Doctors Want Court to Reinstate Suit Against Gun Maker in Sandy Hook Massacre
A group of doctors who treated mass shooting victims is asking the state Supreme Court to reinstate a lawsuit against the maker of the rifle used in the Sandy Hook Elementary School massacre.
Lawyers for the 10 doctors said Tuesday that they planned to file a friend-of-the-court brief asking the justices to overturn a lower-court decision in October that dismissed the lawsuit against Remington Outdoor Co., of Madison, North Carolina. They said makers of military-style rifles should be held liable for injuries the rifles cause, a claim Remington contested.
The doctors include emergency room physicians and trauma surgeons who treated patients shot by military-style rifles including AR-15s in attacks at the Newtown school, in San Bernardino, California, and in Colorado at Columbine High School and an Aurora movie theater.
“These military weapons are completely distinct from handguns and rifles used for hunting or self-defense,” lawyers for the doctors said in their brief. “They can cause enormous human carnage, destruction and chaos with their high energy and rapid fire bullets that leave gaping holes and turn surrounding tissue and organs into goo in large numbers of victims in a matter of seconds.”

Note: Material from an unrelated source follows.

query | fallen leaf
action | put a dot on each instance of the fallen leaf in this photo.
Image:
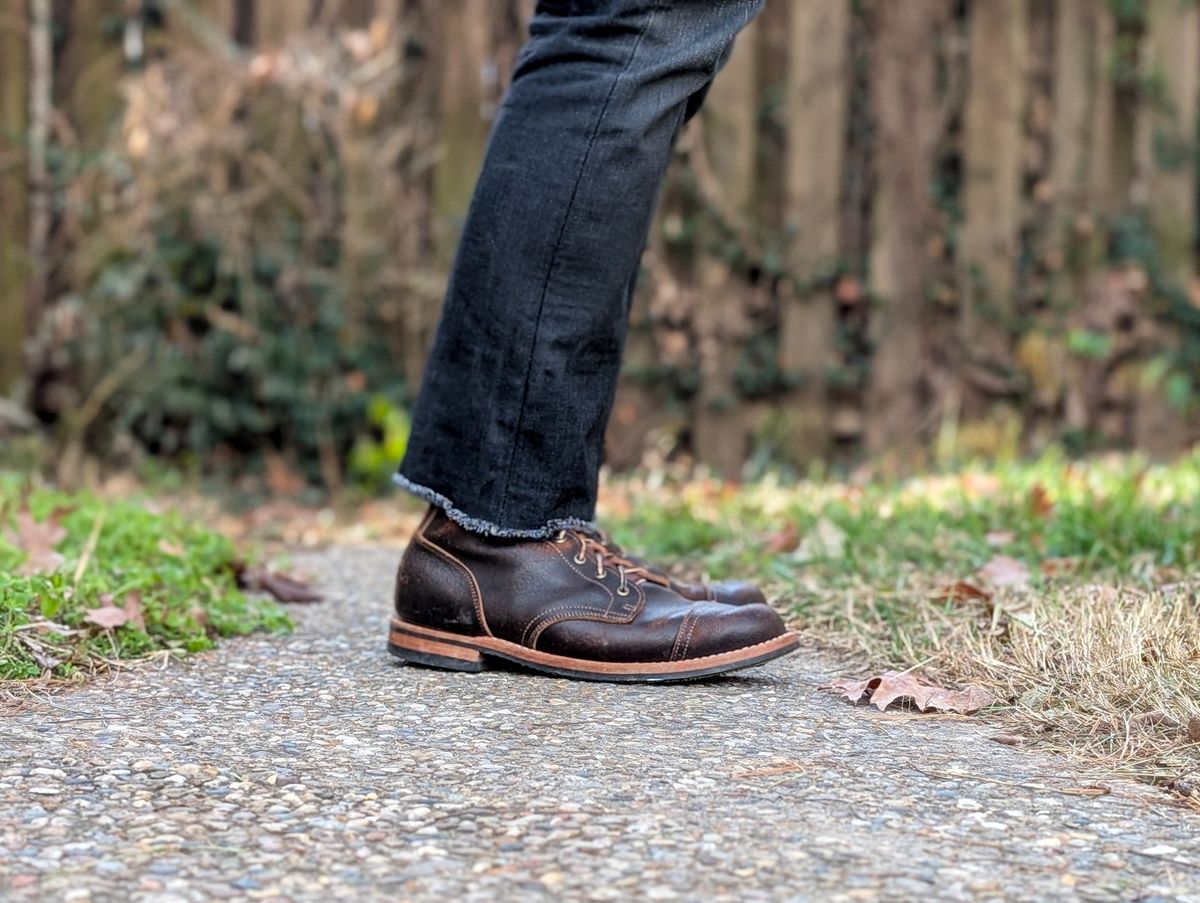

Gunman Adam Lanza used a Bushmaster AR-15-style rifle to kill 20 first-graders and six educators at the Newtown school in December 2012. He had killed his mother before going to the school, and he killed himself as police arrived at the school.
The lawsuit against Remington, Bushmaster’s parent company, was filed in state court by a survivor and relatives of nine people killed in the Newtown shooting. The lawsuit said the Bushmaster rifle is too dangerous to sell to the public and its maker should be held liable for the Newtown shooting under a negligent entrustment law.
Lawyers for Remington said the rifle was made, distributed and sold legally.
A judge in October sided with Remington’s argument that the lawsuit was barred by a federal law that shields gun manufacturers from most lawsuits over criminal use of their products. That decision was appealed to the state Supreme Court, with the plaintiffs saying the lawsuit was allowed under an exemption to the federal law.